In American football teams often opt to go for a field goal (worth 3 points) rather than attempt a touchdown, either because it is fourth down and they don't want to risk a turnover or because it is late in the game and the three points will either tie the game or put the team ahead. The rugby equivalent is a drop goal (worth 3 points). The key difference between a field goal and a drop goal is that a field goal attempt is normally kicked with a team-mate holding the ball, whereas in rugby the ball must hit the ground and be kicked immediately as it touches the ground. In American football, a field goal is generally kicked from seven yards behind the line of scrimmage, with the "holder" receiving a "long snap" from the center. This is the optimum distance for a kick to be made before the defensive team can break through the line of scrimmage to block the kick. When calculating the distance of a kick, one adds seven yards to the line of scrimmage, then adds ten more to account for the end zone (as the goal posts are in the back of the end zone) Therefore, if the line of scrimmage is the 20-yard line, a field goal taken from there would be a 37 yard kick - the ball would be set down for the kick at the 27, plus 10 yards for the end zone. Because of the mechanics of the kick, field goals are only attempted from a very specific range. In the modern NFL any kick under 40 yards is considered very makeable and should be converted by a competent kicker. Kicks from 40-45 yards are considered more challenging, but usually makeable, kicks from the 45-49 yard range are considered difficult. Kicks from 50 or more yards are considered extremely difficult, and are normally only attempted in dire situations at the end of the game when the field goal would tie win the game. The record for longest field goal is 63 yards, which has been done three times. A 65 yard kick was made during a preseason exhibition game, but preseason games are not included in record keeping. Notably, the 65 yard kick and two of the three 63 yard kicks were made in Denver, Colorado, where the elevation is more than 5,000 feet.

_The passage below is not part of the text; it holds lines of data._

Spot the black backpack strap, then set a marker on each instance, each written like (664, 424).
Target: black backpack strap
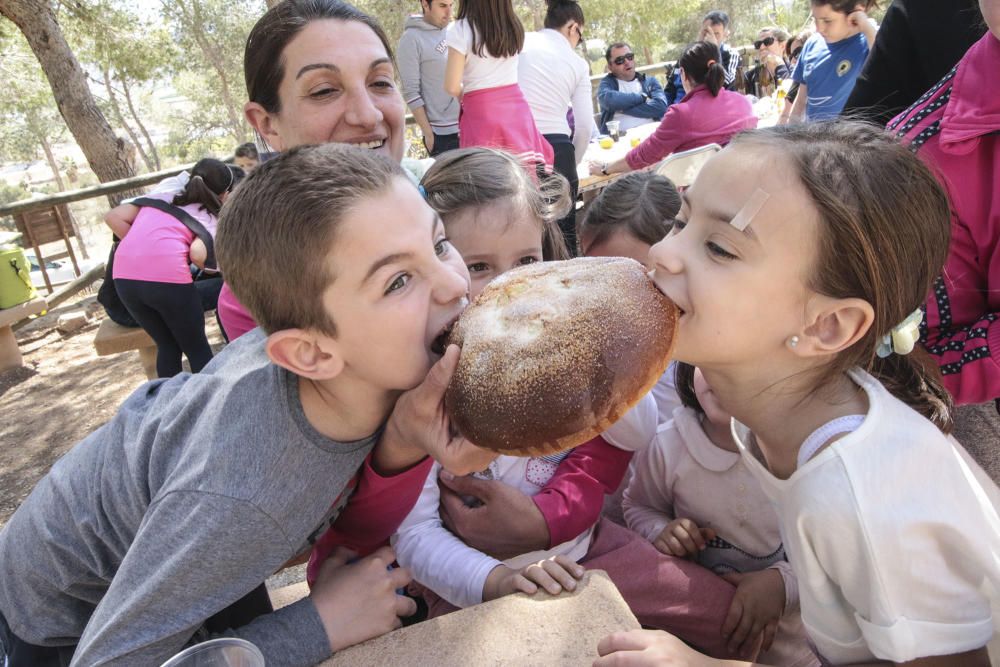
(188, 220)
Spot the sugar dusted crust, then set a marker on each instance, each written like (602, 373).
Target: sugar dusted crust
(555, 353)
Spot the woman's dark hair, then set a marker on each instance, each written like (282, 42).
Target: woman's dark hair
(702, 64)
(561, 12)
(209, 179)
(884, 228)
(684, 384)
(642, 204)
(496, 30)
(263, 61)
(846, 6)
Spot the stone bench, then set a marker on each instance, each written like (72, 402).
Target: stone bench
(10, 354)
(113, 338)
(512, 630)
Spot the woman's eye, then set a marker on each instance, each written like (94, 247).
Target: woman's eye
(719, 251)
(398, 284)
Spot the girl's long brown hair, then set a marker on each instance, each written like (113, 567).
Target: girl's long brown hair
(884, 233)
(496, 30)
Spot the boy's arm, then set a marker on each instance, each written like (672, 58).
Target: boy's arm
(571, 502)
(612, 99)
(193, 555)
(437, 558)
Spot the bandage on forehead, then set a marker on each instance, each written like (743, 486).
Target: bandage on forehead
(750, 209)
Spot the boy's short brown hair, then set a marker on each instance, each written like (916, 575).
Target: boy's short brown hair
(276, 230)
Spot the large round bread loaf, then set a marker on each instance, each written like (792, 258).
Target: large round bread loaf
(554, 353)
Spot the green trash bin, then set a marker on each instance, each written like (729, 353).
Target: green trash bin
(15, 277)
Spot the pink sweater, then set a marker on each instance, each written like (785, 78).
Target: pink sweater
(954, 129)
(697, 120)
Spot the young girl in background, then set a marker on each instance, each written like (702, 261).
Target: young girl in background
(152, 274)
(497, 218)
(803, 326)
(483, 46)
(831, 59)
(692, 496)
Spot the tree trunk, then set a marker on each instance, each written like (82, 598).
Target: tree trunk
(192, 17)
(121, 119)
(107, 154)
(51, 159)
(142, 128)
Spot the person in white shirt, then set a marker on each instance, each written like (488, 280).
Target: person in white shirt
(692, 496)
(553, 79)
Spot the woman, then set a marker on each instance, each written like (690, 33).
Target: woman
(708, 113)
(318, 72)
(553, 78)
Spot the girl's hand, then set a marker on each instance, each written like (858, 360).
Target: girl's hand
(554, 575)
(649, 648)
(753, 616)
(683, 538)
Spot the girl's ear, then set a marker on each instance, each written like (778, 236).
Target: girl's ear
(262, 120)
(834, 325)
(306, 353)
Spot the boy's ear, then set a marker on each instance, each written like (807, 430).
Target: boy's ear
(834, 325)
(305, 353)
(260, 119)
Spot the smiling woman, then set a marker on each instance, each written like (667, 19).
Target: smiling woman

A similar concept in rugby is the penalty goal. Following the award of the penalty, the attacking team may opt to kick for goal rather than advance the ball by hand or punting, or forming a scrum. This scores 3 points. The penalty goal is similar to a field goal in American football in that the ball is kicked from the ground, but it cannot be charged. There is no direct equivalent to a penalty goal in American football. A rare play called a "fair catch kick" is analogous to a goal from mark which existed in rugby union at one time.

American football has one further method of scoring which does not exist in rugby. If the team with possession causes the ball to enter their own endzone, and the ball carrier is then tackled while within the endzone, then this results in a safety which scores 2 points for the attacking team and results in the defending team having to kick the ball to the team who recorded it. In rugby union this does not score any points but results in a scrum 5 meters from the try zone with the team that didn't put the ball into the in-goal area putting the ball in.

In rugby, If the ball is put past the try line by the attacking team, into the in-goal area, by means of kicking, passing or running and the receiving team grounds it or makes it dead immediately, a drop kick from the 22-metre line ensues. In American football, if a kick-off or punt goes into the endzone and the receiving team downs it without leaving the endzone, the result is a "touch back" and the receiving team gains possession of the ball at their own 20-yard line.

An important difference between the two sports involves the aftermath of a score. In American football, the scoring team kicks off, except after a safety. In rugby union, the team conceding the score kicks off (in rugby sevens, a variant of rugby union featuring seven players per side, the scoring team kicks off).